近年、工場や倉庫などの物流業務における省人化や効率化の観点から、AGVなどの自律移動ロボットの需要が高まっています。しかし、既存の磁気テープを用いるガイド方式のAGVや、ガイドレス方式で主流の2次元LiDARによるSLAM技術を用いるAGVは、人が動き回ったりモノが増減したり時々刻々と状況が変化する現場に柔軟に対応することが難しく、期待する効果が得にくいという課題があります。

キヤノンが開発したVisual SLAM技術は「移動ロボットの眼」となるソフトウエア技術で、水平面・垂直面の幅広い画角で撮影されたカメラの撮影データを用いて、周囲の環境の3次元情報とカメラの位置姿勢を同時に推定するため、レイアウト変化の多い現場でも柔軟に対応することができます。

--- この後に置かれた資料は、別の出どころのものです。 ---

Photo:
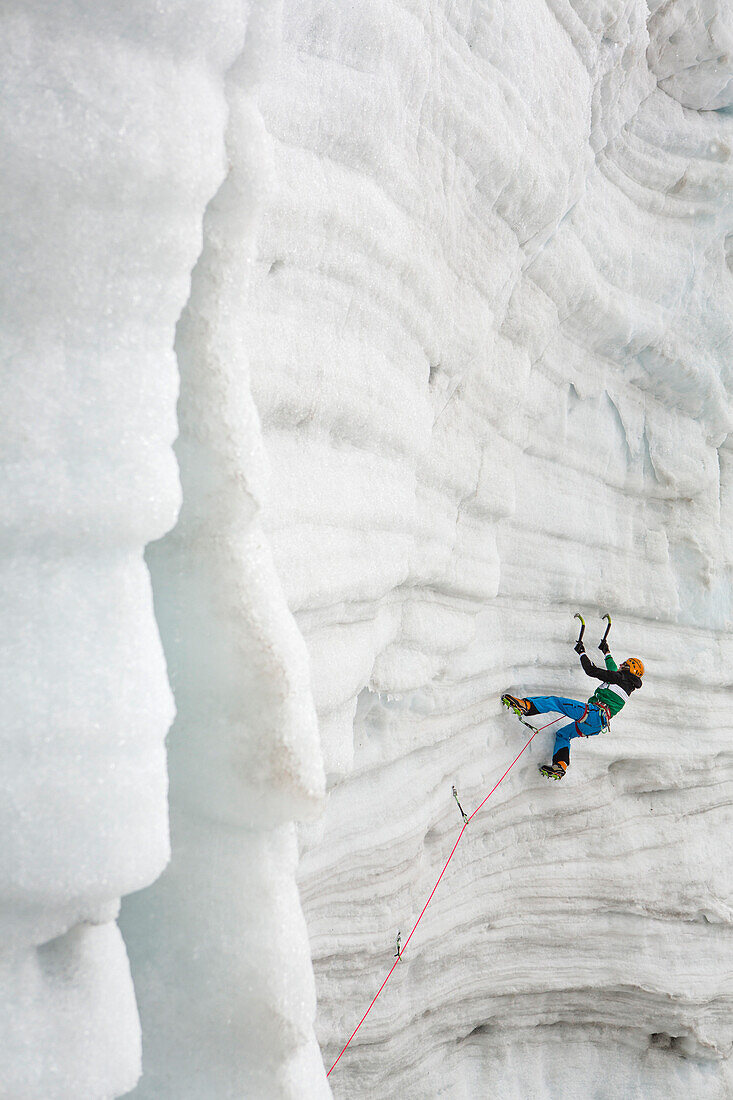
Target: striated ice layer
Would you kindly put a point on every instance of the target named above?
(112, 122)
(489, 330)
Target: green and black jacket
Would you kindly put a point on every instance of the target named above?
(617, 683)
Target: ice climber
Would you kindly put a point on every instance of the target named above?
(587, 718)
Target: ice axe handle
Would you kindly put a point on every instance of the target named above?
(602, 646)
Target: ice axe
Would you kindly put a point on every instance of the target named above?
(602, 645)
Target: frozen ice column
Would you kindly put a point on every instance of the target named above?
(112, 118)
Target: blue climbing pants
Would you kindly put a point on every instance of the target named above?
(587, 727)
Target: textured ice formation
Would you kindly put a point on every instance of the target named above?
(112, 122)
(453, 362)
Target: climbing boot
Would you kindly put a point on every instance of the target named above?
(521, 706)
(553, 770)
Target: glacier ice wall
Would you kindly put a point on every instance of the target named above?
(453, 362)
(112, 121)
(490, 351)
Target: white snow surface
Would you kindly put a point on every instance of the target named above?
(446, 286)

今回、キヤノンは日本電産シンポと協業し、キヤノンのVisual SLAM技術を含む映像解析システム「Vision-based Navigation System for AGV(※2)」を提供することにより、日本電産シンポが販売を開始する自動搬送台車「S-CART」の新シリーズ「S-CART-V」の製品化に貢献しました。日本電産シンポは、搬送重量100kgタイプの販売を皮切りに、その他の機種についても順次、本システムの搭載を進める予定です。

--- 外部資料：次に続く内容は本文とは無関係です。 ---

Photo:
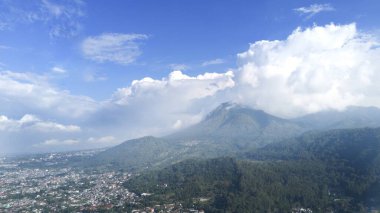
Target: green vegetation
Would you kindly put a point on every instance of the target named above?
(338, 170)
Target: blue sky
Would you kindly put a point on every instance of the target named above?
(73, 63)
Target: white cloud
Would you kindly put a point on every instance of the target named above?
(213, 62)
(26, 92)
(313, 69)
(151, 106)
(33, 123)
(61, 19)
(58, 70)
(314, 9)
(93, 77)
(180, 67)
(113, 47)
(323, 67)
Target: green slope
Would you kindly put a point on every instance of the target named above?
(337, 171)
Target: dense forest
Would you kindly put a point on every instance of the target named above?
(337, 170)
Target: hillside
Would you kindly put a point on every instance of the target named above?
(351, 117)
(226, 131)
(229, 130)
(337, 170)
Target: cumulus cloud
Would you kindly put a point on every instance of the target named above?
(152, 106)
(33, 123)
(26, 92)
(113, 47)
(61, 19)
(313, 69)
(213, 62)
(58, 70)
(314, 9)
(181, 67)
(318, 68)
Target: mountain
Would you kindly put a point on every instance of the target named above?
(239, 124)
(229, 129)
(328, 171)
(351, 117)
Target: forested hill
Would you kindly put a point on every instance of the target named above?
(336, 171)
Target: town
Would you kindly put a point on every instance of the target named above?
(47, 183)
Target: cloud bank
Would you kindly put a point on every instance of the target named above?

なお、次世代AGVの開発に際し、キヤノンと日本電産シンポの両社工場内にて2019年より試作機を運用し、信頼性を高めています。

キヤノンは、長年培ってきたイメージング技術を多様な産業領域へ融合・拡大しており、今後もVisual SLAM技術を含む映像解析システムをAGV・AMR分野に提供することで、物流業務の生産性向上や自動化に貢献していきます。

<ご参考>日本電産シンポのプレスリリース:https://www.nidec.com/jp/product/news/2020/news0805-01

※1 SLAMはSimultaneous Localization and Mappingの略で、自己位置推定と環境地図作成を同時に行う技術。Visual SLAM技術は、カメラを用いたSLAM技術。
※2 映像解析ソフトウエア「Vision-based Navigation Software」、ステレオカメラ、コントローラーハードウエアなどで構成するシステム。